Consider this time, for example, as the time it takes to switch over to a standby database.

'Off-line' is the most comfy solution, but only of course when the off-line window is large enough to migrate your data. In case of migrations to Exadata the data bulk you have to migrate will probably be 'large', so consider yourself lucky if you have a 'off-line' option and a window large enough to do the action.

For Exadata it is recommend to have an extent size that is a multiple of 4M. The ASM AU size should be 4M also. This is to make sure that at database level (for the extents) and at ASM level (for the AU's) at least 4M of contiguous chunks will be read. This is required to make Exadata perform best.

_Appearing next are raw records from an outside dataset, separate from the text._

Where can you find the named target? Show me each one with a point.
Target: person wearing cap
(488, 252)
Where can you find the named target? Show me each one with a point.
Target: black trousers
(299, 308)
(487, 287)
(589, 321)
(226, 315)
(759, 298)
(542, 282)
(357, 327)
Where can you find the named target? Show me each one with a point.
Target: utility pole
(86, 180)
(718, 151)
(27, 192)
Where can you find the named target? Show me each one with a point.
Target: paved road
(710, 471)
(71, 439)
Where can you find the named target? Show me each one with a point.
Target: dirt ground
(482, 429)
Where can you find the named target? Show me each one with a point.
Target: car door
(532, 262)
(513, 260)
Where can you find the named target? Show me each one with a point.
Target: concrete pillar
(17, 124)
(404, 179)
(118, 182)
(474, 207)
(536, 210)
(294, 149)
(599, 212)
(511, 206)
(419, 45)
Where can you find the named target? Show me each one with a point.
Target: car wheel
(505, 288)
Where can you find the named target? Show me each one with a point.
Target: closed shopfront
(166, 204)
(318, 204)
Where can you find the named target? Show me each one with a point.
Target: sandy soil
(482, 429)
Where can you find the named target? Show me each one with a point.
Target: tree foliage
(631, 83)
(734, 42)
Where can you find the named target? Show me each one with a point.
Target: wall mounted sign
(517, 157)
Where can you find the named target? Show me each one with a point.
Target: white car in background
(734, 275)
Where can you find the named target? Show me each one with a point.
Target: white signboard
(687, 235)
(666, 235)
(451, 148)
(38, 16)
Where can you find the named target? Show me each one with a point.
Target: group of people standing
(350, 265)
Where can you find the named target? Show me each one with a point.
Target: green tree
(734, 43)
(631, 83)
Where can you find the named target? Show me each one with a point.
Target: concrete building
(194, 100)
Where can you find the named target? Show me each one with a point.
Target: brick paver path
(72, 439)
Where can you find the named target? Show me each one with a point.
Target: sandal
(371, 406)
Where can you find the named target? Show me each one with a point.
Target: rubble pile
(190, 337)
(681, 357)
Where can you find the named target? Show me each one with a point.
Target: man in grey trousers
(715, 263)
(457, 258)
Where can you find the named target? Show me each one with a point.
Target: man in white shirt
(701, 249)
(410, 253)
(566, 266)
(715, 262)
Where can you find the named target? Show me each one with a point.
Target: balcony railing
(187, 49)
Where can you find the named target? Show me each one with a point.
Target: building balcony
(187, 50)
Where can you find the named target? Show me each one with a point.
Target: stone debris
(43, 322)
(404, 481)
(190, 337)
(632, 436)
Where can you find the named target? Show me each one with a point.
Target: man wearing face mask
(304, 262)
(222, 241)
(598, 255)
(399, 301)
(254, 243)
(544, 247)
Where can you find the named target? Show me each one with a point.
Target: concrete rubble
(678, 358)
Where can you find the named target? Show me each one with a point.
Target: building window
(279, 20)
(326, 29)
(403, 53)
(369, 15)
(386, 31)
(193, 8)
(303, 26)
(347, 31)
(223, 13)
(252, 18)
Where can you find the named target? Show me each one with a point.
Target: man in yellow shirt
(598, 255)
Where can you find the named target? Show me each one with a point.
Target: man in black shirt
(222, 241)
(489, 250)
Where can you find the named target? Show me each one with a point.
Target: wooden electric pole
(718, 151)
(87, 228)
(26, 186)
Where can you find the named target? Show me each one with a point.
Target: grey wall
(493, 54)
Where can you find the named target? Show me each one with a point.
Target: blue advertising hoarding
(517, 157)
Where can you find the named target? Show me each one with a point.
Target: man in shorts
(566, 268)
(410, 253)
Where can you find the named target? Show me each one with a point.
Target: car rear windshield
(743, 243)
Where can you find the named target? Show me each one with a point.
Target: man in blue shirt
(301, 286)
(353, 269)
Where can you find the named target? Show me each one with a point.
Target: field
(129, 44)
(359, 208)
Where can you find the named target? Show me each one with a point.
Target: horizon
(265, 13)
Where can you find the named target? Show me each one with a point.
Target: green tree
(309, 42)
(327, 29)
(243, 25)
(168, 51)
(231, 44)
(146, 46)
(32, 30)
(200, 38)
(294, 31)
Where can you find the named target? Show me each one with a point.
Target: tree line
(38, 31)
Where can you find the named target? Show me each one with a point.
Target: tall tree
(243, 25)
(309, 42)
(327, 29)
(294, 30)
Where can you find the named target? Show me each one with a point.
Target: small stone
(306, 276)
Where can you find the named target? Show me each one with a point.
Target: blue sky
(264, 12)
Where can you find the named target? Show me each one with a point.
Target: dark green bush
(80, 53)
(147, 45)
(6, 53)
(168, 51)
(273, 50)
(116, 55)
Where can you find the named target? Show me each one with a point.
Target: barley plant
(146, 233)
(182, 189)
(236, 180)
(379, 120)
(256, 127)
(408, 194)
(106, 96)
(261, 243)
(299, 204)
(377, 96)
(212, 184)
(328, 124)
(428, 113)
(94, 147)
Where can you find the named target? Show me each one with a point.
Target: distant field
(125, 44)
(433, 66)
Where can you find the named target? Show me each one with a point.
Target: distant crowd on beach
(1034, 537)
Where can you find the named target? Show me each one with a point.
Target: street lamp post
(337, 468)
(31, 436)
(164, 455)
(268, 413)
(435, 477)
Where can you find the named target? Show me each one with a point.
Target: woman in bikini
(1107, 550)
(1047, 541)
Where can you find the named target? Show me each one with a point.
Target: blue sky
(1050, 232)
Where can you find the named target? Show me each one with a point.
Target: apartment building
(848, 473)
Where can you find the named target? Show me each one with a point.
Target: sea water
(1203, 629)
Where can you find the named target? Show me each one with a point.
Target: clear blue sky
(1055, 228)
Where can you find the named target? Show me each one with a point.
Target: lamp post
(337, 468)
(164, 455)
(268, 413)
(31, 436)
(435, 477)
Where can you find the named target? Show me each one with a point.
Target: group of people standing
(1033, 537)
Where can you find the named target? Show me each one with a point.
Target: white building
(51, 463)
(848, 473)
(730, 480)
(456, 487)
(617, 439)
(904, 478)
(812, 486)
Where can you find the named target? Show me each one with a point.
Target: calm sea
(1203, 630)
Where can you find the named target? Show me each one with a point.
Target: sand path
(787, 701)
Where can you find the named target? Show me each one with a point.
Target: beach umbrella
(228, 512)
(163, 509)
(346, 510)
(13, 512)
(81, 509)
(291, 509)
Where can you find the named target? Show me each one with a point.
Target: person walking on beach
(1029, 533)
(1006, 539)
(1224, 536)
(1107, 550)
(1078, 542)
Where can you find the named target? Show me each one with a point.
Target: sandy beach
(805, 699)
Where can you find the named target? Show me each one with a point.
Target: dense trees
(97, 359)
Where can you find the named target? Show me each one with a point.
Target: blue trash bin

So, if you want to stick to this recommendation, you have to check the current size of your AU's and extents.
When you find out the size is not the recommend size then choice number two pops-up: will you do a 'logical' migration and stick to the recommendation or not and do a 'physical' migration. Of course, when your source system 'A' is not on ASM there isn't much AU's to check.

For the extents sizes the query should look like this:

select segment_name,
from dba_exents
where bytes < (4*1024*1024)
and owner = 'the name of the schema you are migrating';

If the extents already have the recommended size, you of course still can choose for a logical migration, but my personal feeling would be to do a physical migration in that case.

Physical migration
Physical migration to me means 'transferring the datafiles from platform A to platform B'. This situation leads us to new choices, like the choice of how to transfer the datafiles from A to B. This depends because platform A en B can both have a different architecture.

As we know Exadata/DB-Machine is based on Linux on Intel X86-64 and the source can be RISC (Sun Sparc, IBM P-series) for example (big endian). (where Intel and Itanium is little endian)

Fortunately Oracle has some good answers for this kind of questions:
- transportable tablespaces
- DBMS_STREAMS_TABLESPACE_ADM.PULL_TABLESPACES

To a certain level physical migrations can be done 'on-line' (or at least with as less downtime as possible). Think of dataguard for example.

As a last step; which solution you choose also depends on the infrastructure you are working in. Question you may ask yourself are:
- Do I have staging space on the source system
- Do I have network attached storage (NAS) available that I can use.
- Can this NAS be connected to source and target ?
- Are platform A en B actually on the same network anyway and
- If on the same network: can I safely use that network to tranfer my terabytes of data (not hurting the performance of other systems)

These are all realistic questions you have to deal with when you are talking about migrations.

Logical migration
You have to investigate into available solutions for logical migrations as well.
Before I continue I should first explain what my definition of logical migration is.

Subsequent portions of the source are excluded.